L'UE doit cesser d'être spectatrice
Ta Nea appelle l'UE à intervenir enfin dans le conflit syrien :
«Moscou est indéniablement un protagoniste majeur dans la région aujourd'hui - et son influence est inversement proportionnelle à celle d'autres acteurs comme les Etats-Unis et l'UE. ... Cela ne veut pas dire que l'Europe doive s'accommoder de cette situation. Elle ne peut pas accepter fatidiquement que Moscou impose ses vues dans tel ou tel sommet. L'UE doit avoir son mot à dire sur ce qui se passe à Idlib. ... De ce point de vue, l'Allemagne a l'obligation historique d'inciter l'Europe à renoncer à son rôle d'observatrice passive et d'en faire un protagoniste actif. Or ce n'est pas en versant quelques dizaines de millions d'euros aux garde-côtes turcs que l'Europe jouera un rôle majeur.»
Un imbroglio explosif
Keskisuomalainen déplore qu'en raison de la complexité de la situation, une fin du conflit n'est pas envisageable de sitôt :
«Pour la Russie, l'enjeu en Syrie est d'obtenir un accès à une région importante en termes géopolitiques, d'asseoir son statut de grande puissance et renforcer sa puissance militaire et politique, grâce à l'expérience de la guerre et aux exportations d'armes. ... Erdoğan va bientôt devoir peser de toute son autorité sur ce jeu car malgré ses menaces, l'UE ne semble pas être disposée à régler la facture exorbitante de sa guerre d'agression.

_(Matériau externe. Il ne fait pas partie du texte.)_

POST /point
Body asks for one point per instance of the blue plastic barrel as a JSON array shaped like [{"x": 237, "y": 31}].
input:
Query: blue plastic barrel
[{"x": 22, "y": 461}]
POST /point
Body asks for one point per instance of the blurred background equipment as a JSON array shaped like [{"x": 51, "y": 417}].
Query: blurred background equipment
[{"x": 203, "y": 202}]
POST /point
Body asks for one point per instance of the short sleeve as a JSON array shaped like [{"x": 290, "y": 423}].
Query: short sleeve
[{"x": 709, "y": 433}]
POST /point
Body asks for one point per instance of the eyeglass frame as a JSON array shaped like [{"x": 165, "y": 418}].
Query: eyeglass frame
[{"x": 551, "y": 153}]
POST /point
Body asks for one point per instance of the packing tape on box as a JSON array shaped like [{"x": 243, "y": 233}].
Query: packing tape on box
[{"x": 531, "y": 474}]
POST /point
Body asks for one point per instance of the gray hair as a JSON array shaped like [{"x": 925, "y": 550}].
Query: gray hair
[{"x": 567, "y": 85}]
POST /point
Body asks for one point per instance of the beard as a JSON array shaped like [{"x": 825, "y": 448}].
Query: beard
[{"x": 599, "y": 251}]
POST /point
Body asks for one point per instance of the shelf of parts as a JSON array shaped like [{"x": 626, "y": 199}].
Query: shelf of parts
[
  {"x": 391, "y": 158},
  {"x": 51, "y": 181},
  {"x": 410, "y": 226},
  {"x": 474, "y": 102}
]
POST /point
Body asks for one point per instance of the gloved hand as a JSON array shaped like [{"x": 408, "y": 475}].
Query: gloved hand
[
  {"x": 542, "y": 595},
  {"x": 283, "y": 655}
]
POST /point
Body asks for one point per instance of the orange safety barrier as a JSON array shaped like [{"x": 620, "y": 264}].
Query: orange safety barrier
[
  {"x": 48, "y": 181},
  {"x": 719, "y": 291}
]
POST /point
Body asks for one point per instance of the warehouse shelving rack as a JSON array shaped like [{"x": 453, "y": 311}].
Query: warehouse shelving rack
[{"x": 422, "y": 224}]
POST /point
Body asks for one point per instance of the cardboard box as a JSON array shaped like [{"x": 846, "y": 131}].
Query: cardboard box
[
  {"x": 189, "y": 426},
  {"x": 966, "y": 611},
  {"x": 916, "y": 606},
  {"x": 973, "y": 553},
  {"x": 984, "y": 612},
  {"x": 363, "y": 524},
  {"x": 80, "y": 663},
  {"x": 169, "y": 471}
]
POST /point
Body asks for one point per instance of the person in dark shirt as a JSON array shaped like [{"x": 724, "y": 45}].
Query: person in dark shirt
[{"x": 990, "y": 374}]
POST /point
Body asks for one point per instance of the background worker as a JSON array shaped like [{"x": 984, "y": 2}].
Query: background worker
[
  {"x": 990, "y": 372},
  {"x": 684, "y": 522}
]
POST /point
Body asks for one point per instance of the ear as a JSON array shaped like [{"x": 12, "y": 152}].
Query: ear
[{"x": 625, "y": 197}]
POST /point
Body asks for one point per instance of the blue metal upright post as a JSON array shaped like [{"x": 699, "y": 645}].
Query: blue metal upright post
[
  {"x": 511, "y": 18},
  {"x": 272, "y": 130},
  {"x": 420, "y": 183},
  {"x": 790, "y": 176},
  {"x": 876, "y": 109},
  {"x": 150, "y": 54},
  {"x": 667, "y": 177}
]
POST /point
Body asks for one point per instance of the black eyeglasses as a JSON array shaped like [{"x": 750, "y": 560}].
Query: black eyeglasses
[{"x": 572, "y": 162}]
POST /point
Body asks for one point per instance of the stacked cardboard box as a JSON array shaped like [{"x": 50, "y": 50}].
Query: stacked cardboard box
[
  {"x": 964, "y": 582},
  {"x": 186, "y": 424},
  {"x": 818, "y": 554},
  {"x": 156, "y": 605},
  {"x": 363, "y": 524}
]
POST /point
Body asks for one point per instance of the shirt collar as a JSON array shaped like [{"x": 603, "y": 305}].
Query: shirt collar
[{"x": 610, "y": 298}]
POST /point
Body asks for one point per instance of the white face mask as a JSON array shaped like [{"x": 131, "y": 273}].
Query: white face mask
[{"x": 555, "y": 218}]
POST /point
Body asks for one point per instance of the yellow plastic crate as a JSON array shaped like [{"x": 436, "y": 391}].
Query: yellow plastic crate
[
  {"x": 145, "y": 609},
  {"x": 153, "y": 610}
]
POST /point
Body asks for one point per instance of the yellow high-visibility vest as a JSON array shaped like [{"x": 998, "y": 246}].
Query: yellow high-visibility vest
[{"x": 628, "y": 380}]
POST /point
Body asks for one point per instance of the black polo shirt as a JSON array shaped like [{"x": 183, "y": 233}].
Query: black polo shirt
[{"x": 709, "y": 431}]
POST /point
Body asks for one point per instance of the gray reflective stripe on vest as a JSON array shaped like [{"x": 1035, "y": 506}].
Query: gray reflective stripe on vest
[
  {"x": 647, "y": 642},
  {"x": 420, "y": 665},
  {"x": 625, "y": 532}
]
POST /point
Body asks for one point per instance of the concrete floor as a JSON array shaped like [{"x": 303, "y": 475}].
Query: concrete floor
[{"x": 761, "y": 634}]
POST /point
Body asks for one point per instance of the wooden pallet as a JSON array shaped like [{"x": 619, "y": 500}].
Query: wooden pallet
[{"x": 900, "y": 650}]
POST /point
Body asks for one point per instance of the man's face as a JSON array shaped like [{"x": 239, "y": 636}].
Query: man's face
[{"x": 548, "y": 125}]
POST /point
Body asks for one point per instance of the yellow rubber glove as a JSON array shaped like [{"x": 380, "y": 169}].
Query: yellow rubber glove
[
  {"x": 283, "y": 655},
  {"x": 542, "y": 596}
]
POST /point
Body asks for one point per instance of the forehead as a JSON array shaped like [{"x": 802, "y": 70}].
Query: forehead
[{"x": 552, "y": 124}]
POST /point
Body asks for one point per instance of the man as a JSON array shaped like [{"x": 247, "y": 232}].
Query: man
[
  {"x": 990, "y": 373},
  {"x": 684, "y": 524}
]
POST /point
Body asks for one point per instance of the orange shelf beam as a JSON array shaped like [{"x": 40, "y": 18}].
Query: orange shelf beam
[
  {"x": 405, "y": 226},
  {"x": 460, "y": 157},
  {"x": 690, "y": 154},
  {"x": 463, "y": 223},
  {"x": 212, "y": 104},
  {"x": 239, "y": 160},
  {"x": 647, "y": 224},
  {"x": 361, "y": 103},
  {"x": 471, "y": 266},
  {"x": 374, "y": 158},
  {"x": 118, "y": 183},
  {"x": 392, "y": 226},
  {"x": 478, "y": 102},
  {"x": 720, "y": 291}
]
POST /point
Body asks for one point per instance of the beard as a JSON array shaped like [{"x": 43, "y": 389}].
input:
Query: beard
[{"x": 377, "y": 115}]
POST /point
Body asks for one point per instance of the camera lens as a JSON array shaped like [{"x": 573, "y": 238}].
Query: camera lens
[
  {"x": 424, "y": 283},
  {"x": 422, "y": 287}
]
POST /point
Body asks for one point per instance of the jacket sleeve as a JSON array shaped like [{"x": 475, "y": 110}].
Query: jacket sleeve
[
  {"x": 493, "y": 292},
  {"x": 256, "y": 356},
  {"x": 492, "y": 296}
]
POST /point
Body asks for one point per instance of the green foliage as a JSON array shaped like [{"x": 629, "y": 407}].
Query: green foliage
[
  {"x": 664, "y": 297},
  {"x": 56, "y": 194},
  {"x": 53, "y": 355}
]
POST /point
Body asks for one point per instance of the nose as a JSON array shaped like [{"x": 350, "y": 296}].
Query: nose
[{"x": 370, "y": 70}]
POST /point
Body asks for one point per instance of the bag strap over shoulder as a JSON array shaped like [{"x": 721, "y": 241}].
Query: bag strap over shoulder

La Turquie a des intérêts dans la crise syrienne, mais ses capacités sont insuffisantes. Les Etats-Unis et l'UE disposent de ressources, mais les Etats-Unis n'ont pas la volonté et l'UE n'a pas les capacités politiques pour intervenir. La Russie, pour sa part, présente et les capacités requises et la volonté d'agir. La guerre se poursuivra donc, au grand dam des civils.»